JD Zheng created CALCITE-1843:
---------------------------------

             Summary: Convert a RelOptCost to a totally-ordered value
                 Key: CALCITE-1843
                 URL: https://issues.apache.org/jira/browse/CALCITE-1843
             Project: Calcite
          Issue Type: Improvement
          Components: core
            Reporter: JD Zheng
            Assignee: Julian Hyde


Currently, we have dead code  in VolcanoCost.java

{code:java}
  public boolean isLe(RelOptCost other) {
    VolcanoCost that = (VolcanoCost) other;
    if (true) {
      return this == that
          || this.rowCount <= that.rowCount;
    }
    return (this == that)
        || ((this.rowCount <= that.rowCount)
        && (this.cpu <= that.cpu)
        && (this.io <= that.io));
  }

  public boolean isLt(RelOptCost other) {
    if (true) {
      VolcanoCost that = (VolcanoCost) other;
      return this.rowCount < that.rowCount;
    }
    return isLe(other) && !equals(other);
  }
{code}

The reason for the “if (false)” is that we found that costs don’t work well if they form only a partial order, not a total order.
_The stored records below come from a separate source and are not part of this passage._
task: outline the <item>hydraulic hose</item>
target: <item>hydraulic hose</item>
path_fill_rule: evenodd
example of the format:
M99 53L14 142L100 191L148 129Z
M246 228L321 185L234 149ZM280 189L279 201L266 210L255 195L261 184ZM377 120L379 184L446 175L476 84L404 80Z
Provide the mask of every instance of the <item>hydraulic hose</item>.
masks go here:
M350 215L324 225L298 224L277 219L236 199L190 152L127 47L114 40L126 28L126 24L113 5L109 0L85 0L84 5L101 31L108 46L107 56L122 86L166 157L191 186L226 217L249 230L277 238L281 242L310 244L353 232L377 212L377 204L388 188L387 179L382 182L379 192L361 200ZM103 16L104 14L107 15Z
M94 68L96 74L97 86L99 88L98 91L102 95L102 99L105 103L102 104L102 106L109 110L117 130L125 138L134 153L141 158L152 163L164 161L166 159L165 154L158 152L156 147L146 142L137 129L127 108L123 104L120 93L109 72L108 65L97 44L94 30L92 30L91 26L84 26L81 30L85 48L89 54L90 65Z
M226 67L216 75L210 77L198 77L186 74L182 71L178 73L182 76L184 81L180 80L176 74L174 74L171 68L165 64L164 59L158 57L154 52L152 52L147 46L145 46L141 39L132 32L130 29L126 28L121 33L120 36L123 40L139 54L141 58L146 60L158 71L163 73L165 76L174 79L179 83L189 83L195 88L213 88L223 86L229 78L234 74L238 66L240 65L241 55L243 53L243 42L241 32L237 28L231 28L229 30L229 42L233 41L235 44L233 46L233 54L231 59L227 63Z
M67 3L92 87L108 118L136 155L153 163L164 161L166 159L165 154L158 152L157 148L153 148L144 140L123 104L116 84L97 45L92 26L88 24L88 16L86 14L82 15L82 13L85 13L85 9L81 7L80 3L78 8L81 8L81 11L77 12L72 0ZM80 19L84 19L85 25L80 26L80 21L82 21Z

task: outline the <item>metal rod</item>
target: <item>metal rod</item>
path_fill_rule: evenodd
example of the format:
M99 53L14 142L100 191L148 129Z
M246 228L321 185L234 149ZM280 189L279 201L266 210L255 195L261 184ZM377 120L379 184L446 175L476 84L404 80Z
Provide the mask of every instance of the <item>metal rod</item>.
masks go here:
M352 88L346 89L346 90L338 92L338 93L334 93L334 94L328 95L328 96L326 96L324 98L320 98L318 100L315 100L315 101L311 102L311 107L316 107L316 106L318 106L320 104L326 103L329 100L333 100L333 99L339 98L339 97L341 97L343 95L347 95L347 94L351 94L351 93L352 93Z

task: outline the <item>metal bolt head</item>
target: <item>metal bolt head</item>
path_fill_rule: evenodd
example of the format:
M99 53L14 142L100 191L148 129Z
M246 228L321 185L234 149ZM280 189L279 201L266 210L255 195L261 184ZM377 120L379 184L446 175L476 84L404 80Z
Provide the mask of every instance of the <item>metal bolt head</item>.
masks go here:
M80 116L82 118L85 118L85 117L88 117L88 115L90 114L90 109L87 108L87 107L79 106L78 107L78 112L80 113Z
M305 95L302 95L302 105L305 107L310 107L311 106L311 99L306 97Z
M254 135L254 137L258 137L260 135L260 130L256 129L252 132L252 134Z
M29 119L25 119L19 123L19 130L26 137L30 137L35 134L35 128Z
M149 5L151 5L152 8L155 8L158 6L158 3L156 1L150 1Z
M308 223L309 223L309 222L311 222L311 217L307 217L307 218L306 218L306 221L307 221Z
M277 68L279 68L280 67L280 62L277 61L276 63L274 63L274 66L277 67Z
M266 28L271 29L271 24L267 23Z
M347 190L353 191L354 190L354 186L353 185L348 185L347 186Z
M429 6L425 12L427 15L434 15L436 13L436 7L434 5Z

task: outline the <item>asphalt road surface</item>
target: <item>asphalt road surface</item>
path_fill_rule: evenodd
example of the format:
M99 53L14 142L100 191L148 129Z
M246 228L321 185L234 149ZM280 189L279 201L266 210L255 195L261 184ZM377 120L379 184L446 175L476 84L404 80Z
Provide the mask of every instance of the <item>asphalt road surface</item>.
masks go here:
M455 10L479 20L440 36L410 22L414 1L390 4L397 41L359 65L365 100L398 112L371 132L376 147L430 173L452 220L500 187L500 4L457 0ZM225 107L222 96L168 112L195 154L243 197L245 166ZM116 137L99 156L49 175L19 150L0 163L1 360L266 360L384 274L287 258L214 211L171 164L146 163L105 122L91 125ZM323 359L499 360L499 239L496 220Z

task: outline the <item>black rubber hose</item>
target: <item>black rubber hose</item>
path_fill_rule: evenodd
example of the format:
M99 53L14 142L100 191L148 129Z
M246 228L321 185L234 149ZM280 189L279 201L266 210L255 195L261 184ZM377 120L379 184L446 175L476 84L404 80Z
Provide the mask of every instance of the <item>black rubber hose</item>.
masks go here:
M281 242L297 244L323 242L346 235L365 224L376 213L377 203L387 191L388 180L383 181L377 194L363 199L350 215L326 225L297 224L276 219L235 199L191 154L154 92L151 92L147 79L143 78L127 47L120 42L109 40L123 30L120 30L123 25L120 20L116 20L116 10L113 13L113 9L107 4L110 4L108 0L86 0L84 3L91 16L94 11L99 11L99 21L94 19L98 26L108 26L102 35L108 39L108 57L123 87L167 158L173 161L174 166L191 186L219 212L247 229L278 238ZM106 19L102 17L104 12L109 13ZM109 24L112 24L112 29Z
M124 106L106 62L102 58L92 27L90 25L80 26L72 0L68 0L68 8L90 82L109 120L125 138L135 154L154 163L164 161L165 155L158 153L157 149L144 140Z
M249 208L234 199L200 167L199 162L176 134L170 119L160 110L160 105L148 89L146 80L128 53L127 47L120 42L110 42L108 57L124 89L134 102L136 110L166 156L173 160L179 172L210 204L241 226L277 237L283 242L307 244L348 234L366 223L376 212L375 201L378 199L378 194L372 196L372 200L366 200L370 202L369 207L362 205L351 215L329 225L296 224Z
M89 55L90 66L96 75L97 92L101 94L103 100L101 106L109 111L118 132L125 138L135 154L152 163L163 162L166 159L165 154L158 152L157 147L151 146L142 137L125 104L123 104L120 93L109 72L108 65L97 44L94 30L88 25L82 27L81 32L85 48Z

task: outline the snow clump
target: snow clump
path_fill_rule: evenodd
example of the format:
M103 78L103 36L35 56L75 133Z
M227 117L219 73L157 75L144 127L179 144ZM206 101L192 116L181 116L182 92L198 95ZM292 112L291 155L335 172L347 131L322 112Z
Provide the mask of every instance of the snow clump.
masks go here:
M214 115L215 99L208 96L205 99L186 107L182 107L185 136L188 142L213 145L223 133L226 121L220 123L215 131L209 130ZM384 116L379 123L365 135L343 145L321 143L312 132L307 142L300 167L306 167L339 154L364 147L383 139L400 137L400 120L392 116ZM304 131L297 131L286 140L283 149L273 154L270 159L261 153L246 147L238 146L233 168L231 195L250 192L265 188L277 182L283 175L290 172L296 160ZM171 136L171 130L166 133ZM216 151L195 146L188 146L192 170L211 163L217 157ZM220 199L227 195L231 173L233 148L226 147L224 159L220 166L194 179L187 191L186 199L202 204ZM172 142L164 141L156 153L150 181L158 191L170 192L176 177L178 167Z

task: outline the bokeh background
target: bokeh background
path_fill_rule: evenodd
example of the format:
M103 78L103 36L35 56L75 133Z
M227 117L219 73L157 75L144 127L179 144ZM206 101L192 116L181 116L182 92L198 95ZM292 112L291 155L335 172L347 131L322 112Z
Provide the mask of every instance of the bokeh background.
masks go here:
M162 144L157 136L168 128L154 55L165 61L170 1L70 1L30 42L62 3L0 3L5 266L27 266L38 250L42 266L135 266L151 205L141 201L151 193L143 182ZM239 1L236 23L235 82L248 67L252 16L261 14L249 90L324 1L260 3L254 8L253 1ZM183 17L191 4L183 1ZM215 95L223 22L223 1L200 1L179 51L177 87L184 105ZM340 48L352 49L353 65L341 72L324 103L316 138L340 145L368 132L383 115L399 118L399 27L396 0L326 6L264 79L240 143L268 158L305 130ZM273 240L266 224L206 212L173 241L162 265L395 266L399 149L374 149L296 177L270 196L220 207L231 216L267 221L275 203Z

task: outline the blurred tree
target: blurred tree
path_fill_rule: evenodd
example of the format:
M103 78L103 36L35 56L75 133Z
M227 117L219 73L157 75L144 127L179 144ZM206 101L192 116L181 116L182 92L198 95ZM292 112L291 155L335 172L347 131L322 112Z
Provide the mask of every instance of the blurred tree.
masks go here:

If you have two RelNodes R1 and R2 in an equivalent set, and they have costs C1 and C2, and neither C1 <= C2 nor C2 <= C1 is true, which is the Volcano planner to pick? It will tend to pick the one that it saw first, and that is bad news because it is arbitrary and non-deterministic.

So, we should probably find a way to convert a RelOptCost to a totally-ordered value, such as by applying weights to cpu, io and memory cost and returning a double.